Va da sé, dunque, che oggi ce ne andiamo un po' indietro nel tempo e lasciamo parlare un disco che suona con un leggero e affascinante fruscio di sottofondo.
Potete quindi immaginare quanti siano i dischi da spulciare per trovarne uno rappresentativo di una storia così lunga. È stata una ricerca anche pericolosa, perché forse non tutti sanno che la vera causa di tutti problemi è proprio lui, il grammofono.
Ad ogni modo, tra blues tristissimi, e canzoni napoletane ancora più struggenti, tipo "Core 'ngrato" o "Guapparia", siamo arrivati al compromesso: un disco vecchio, abbastanza napoletano, ma comunque non troppo triste, e che rappresentasse l'Italia da cartolina nel modo più classico possibile.
In testa alle classifiche del 1916, anche se non c'era nessun deejay a raccontarlo, c'era "'O sole mio", che per molti - nel mondo - è l'inno nazionale italiano. Vagli a spiegare di Mameli e dell'elmo di Scipio che ci cinge la testa.

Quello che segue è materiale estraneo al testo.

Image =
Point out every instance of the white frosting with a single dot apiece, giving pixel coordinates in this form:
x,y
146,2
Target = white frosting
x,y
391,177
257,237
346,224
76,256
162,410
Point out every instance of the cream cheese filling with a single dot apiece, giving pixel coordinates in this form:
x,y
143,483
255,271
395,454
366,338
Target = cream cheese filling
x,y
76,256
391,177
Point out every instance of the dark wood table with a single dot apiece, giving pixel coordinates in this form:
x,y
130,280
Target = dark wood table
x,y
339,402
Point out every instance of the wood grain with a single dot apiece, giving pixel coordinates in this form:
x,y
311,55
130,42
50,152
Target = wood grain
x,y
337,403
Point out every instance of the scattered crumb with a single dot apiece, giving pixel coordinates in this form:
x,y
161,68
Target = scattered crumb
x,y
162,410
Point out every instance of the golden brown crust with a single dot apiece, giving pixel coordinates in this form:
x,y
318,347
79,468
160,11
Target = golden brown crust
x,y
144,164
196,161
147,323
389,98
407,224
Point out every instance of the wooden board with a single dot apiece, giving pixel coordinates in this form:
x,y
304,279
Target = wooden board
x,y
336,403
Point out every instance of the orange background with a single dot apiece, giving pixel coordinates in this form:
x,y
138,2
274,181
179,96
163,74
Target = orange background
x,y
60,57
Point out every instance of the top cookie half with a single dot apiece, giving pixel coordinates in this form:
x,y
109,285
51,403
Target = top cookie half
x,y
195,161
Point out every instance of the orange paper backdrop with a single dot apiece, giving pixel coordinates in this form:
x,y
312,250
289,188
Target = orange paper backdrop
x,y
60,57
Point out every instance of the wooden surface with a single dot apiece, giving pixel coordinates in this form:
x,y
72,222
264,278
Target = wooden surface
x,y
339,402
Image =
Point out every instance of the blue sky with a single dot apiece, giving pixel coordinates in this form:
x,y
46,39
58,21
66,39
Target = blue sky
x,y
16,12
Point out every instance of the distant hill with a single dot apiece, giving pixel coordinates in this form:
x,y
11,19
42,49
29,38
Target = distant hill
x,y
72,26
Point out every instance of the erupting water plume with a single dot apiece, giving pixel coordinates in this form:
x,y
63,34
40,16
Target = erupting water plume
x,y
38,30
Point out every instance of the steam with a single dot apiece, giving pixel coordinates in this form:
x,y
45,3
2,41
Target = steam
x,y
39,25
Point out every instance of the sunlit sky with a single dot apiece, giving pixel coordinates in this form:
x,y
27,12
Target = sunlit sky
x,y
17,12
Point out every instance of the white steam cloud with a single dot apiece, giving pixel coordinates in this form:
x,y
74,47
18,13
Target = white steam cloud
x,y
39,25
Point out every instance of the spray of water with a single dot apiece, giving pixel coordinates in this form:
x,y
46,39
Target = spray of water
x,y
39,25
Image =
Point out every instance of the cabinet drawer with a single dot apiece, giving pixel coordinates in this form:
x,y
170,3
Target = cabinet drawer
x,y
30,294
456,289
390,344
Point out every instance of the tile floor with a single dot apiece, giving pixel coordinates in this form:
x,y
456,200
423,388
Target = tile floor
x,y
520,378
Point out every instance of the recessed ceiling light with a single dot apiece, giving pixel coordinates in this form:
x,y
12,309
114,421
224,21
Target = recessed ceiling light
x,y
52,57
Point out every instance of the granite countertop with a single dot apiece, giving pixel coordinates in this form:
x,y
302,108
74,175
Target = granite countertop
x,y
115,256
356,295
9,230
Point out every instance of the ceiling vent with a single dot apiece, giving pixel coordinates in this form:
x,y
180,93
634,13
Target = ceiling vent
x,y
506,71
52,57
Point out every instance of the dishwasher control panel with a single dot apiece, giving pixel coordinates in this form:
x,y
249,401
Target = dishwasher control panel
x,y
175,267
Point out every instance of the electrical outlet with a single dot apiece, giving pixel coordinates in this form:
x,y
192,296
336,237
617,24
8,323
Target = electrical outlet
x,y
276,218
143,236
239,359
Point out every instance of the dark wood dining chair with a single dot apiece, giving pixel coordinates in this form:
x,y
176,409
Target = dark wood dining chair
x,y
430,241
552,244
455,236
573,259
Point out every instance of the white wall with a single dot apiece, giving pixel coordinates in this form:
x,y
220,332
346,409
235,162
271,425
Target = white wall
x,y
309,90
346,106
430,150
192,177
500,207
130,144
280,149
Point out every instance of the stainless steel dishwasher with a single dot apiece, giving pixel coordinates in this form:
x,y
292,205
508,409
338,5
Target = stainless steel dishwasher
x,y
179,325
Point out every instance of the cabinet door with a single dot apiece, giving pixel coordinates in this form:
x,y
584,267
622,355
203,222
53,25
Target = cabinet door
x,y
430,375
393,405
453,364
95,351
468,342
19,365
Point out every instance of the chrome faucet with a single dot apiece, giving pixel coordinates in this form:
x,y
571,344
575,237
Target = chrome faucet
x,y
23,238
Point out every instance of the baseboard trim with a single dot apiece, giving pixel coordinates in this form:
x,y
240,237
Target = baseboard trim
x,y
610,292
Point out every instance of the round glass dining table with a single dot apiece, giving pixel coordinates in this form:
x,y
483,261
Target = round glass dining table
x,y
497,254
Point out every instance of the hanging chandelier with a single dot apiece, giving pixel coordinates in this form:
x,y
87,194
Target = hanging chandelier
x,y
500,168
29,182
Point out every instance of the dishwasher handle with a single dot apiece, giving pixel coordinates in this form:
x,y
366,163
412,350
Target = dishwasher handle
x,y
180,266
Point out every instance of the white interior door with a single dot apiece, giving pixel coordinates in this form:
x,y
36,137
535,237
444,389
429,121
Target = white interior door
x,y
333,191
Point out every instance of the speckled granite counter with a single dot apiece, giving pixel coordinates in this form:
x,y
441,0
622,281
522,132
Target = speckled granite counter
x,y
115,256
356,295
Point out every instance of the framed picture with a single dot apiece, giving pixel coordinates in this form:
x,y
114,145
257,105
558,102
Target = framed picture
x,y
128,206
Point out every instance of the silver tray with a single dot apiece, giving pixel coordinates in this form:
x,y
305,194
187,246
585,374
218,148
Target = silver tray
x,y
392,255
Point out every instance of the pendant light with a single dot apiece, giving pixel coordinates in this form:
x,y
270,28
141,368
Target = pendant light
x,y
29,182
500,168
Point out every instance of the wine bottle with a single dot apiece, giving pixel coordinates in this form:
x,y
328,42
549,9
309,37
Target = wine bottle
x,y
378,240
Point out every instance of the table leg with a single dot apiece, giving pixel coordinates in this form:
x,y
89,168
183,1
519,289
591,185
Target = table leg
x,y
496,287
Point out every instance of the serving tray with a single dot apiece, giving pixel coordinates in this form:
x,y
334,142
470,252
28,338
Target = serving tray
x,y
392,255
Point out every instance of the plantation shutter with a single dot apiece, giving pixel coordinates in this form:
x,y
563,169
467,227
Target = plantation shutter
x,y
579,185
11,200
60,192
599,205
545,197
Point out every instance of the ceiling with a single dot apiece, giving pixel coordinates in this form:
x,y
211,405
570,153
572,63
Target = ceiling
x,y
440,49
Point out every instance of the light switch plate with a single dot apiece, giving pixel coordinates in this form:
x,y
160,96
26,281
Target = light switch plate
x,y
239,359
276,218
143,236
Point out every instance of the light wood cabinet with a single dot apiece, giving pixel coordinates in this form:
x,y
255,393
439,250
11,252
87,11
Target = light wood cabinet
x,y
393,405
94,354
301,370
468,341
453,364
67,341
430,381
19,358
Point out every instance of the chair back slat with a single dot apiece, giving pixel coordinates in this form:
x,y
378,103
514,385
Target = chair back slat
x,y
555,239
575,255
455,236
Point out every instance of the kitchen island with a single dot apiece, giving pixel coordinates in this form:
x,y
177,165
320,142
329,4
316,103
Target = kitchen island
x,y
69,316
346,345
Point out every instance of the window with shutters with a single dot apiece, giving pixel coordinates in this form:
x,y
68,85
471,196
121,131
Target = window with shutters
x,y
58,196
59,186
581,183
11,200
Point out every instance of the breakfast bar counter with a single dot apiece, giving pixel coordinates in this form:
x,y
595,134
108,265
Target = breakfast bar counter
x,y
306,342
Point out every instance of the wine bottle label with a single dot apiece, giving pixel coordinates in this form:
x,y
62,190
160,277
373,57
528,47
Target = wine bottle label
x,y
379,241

Ho scelto la versione di Enrico Caruso, che è stato il primo artista nella storia a vendere più di un milione di dischi (ciao, Lady Gaga!).

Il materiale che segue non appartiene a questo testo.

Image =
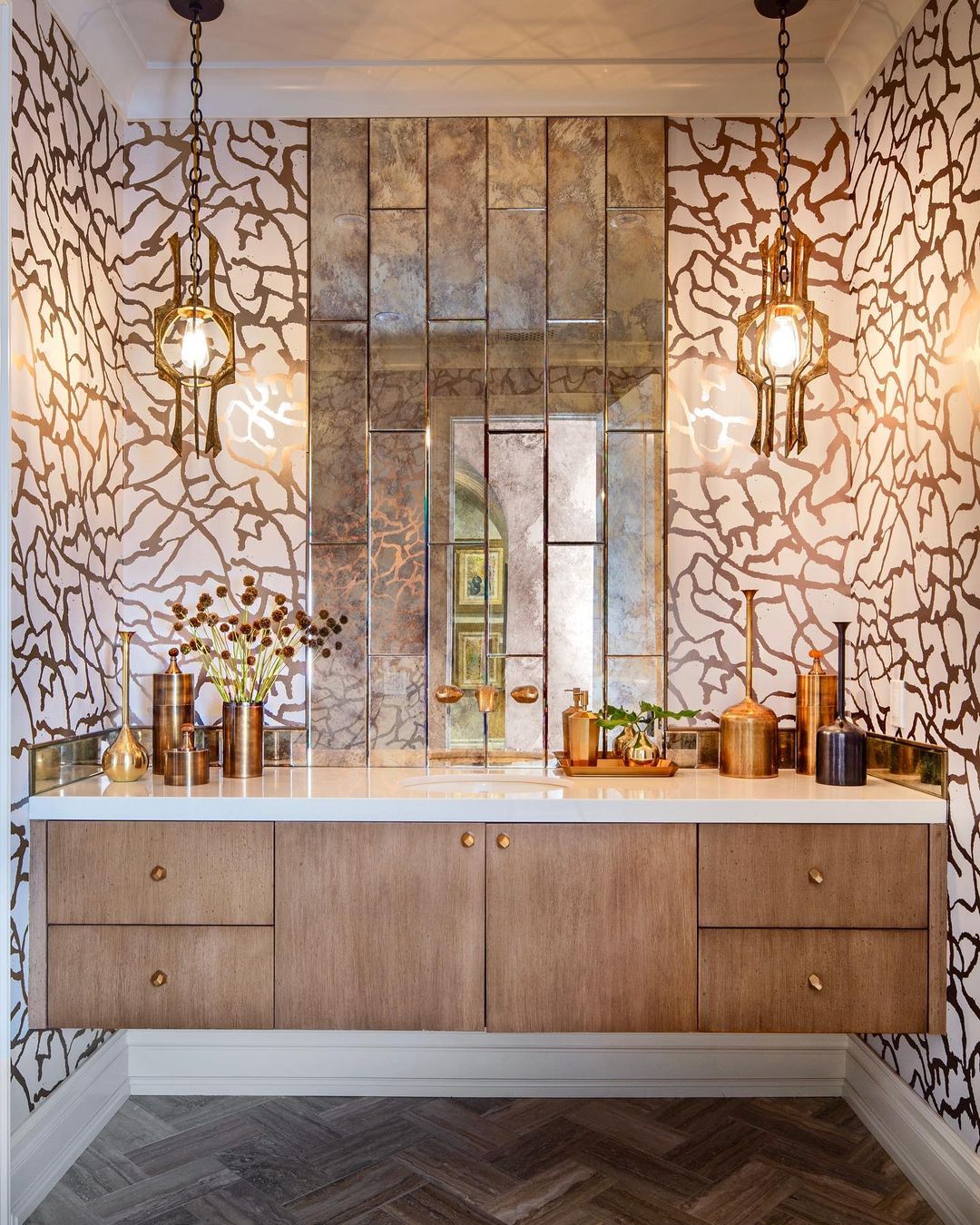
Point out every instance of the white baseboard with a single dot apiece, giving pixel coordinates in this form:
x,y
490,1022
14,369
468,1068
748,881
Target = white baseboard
x,y
60,1129
936,1161
485,1064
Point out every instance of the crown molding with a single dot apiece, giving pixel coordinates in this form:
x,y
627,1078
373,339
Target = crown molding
x,y
867,42
149,91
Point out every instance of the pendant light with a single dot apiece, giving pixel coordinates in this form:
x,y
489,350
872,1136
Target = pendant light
x,y
193,339
783,342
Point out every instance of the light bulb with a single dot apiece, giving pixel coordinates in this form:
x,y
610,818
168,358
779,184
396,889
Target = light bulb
x,y
193,347
783,343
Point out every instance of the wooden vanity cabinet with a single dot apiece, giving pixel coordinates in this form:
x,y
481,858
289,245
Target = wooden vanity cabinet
x,y
510,927
591,927
378,925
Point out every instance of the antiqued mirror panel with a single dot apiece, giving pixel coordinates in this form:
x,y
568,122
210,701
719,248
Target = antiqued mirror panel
x,y
486,430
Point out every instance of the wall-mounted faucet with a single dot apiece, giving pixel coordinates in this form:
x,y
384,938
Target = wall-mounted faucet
x,y
486,695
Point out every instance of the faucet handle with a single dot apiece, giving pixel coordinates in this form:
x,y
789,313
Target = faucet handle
x,y
447,693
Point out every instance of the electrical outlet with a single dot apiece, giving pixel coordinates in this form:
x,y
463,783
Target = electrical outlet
x,y
897,704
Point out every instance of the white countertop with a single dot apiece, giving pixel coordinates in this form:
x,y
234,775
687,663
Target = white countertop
x,y
467,795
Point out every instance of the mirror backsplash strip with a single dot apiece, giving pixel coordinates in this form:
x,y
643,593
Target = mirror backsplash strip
x,y
486,447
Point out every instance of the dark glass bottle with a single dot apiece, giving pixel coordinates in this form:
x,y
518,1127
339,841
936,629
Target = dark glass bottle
x,y
842,746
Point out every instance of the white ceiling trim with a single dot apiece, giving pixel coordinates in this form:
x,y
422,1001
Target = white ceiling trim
x,y
146,91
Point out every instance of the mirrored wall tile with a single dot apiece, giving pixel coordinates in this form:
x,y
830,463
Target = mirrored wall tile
x,y
576,203
516,309
634,156
457,406
397,325
634,329
338,220
457,218
456,653
574,478
516,729
397,710
397,163
634,679
634,574
574,630
516,163
397,557
338,685
576,369
516,543
338,431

La sua voce, con il famoso fruscio di sottofondo, canta una piccola poesia fatta di versi che forse vengono cantati sempre in maniera un po' distratta (come si fa spesso anche con l'inno nazionale vero, del resto).

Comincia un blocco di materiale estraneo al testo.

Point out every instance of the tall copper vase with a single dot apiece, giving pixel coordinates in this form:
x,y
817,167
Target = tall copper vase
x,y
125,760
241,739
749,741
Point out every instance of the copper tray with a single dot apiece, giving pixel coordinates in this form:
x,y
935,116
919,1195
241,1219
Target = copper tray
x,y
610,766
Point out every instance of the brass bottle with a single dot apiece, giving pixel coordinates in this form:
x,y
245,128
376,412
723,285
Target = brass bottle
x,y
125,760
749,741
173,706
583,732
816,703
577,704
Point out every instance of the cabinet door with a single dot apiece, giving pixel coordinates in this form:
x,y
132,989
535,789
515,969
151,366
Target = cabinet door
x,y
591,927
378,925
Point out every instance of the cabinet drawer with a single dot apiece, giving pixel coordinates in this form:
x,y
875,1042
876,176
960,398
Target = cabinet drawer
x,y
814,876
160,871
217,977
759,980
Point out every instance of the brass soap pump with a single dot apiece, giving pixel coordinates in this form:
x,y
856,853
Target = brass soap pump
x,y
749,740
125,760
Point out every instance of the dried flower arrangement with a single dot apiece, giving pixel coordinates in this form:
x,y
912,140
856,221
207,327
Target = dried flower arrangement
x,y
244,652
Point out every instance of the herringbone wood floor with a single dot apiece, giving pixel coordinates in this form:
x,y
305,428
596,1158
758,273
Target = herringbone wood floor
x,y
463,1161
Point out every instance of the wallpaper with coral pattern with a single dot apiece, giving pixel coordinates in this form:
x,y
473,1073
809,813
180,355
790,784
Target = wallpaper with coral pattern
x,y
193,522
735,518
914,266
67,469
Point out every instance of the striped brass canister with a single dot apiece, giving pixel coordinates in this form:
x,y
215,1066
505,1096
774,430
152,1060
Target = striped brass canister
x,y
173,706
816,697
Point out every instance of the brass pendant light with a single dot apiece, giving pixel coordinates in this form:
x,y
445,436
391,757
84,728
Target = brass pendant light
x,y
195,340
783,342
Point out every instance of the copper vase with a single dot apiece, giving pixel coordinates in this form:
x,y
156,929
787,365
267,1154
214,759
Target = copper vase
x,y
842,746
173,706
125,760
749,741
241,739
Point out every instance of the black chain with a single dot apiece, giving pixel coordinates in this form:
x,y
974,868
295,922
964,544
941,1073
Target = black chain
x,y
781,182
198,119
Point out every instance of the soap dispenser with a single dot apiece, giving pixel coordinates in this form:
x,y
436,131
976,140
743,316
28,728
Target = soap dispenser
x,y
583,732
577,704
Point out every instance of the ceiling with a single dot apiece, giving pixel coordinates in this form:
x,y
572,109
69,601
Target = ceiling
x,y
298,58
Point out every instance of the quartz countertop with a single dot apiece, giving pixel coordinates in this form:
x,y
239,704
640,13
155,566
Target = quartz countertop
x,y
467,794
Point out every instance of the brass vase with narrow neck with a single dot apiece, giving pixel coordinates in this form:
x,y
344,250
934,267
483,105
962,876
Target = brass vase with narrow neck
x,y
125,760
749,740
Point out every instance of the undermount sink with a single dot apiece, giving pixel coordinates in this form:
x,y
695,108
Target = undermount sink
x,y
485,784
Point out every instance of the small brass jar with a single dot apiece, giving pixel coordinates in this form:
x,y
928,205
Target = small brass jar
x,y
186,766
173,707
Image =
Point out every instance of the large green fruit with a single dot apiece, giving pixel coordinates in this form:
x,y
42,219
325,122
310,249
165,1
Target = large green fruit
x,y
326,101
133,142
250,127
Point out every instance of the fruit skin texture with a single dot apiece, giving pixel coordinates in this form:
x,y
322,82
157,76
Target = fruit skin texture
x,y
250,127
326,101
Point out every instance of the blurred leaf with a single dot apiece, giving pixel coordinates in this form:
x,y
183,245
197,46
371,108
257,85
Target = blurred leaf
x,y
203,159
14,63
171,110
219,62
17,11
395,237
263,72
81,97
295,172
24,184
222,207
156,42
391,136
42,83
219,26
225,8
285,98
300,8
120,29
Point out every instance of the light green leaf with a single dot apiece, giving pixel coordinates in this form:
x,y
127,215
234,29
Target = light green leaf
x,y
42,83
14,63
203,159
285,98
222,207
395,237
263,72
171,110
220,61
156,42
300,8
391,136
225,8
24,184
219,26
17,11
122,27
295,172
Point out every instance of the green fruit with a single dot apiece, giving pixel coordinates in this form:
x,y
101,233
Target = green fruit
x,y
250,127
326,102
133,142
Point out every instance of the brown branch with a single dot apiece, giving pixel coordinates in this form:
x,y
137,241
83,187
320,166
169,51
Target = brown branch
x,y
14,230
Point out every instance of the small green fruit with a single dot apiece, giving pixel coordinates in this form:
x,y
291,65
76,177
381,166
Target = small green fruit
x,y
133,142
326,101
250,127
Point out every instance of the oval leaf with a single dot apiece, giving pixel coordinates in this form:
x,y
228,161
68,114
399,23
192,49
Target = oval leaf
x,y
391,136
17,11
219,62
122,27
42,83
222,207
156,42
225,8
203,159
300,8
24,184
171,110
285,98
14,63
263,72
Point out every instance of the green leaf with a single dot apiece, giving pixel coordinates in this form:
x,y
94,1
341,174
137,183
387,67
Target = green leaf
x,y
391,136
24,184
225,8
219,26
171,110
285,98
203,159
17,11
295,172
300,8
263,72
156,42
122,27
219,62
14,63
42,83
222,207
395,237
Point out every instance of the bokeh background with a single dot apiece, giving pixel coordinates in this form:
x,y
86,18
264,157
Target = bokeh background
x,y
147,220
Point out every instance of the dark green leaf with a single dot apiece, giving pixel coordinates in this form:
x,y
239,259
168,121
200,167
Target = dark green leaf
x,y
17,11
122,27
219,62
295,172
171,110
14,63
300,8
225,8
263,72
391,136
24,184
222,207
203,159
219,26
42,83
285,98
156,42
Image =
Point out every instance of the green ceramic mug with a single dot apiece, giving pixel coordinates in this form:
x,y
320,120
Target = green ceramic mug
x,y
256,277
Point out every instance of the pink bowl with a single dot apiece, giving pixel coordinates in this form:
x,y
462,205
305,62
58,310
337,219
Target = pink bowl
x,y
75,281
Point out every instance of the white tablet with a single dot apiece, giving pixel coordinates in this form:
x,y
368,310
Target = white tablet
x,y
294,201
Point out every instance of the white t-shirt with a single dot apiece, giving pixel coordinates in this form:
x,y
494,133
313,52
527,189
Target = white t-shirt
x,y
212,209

La voce potentissima del tenore napoletano racconta che una giornata di sole è bella, fa stare bene, preannuncia momenti ancora più felici… ma ancora più bella del sole, è la donna amata: "il mio sole è sulla tua fronte", una frase che racchiude un mondo.
E nell'ultima strofa, tanto soave quanto trascurata, Caruso, di sera - quando ormai il sole è tramontato - va sotto la finestra della sua bella, pieno di malinconia; e vorrebbe restare lì. A rimirare il suo sole per tutta la notte.
Questo post è stato scritto per la Farmacia Serra dalla vecchia signora napoletana che ogni tanto si impossessa del mio computer, e cerca di mandare le mail a Edoardo e Maddalena appiccicando francobolli sul monitor.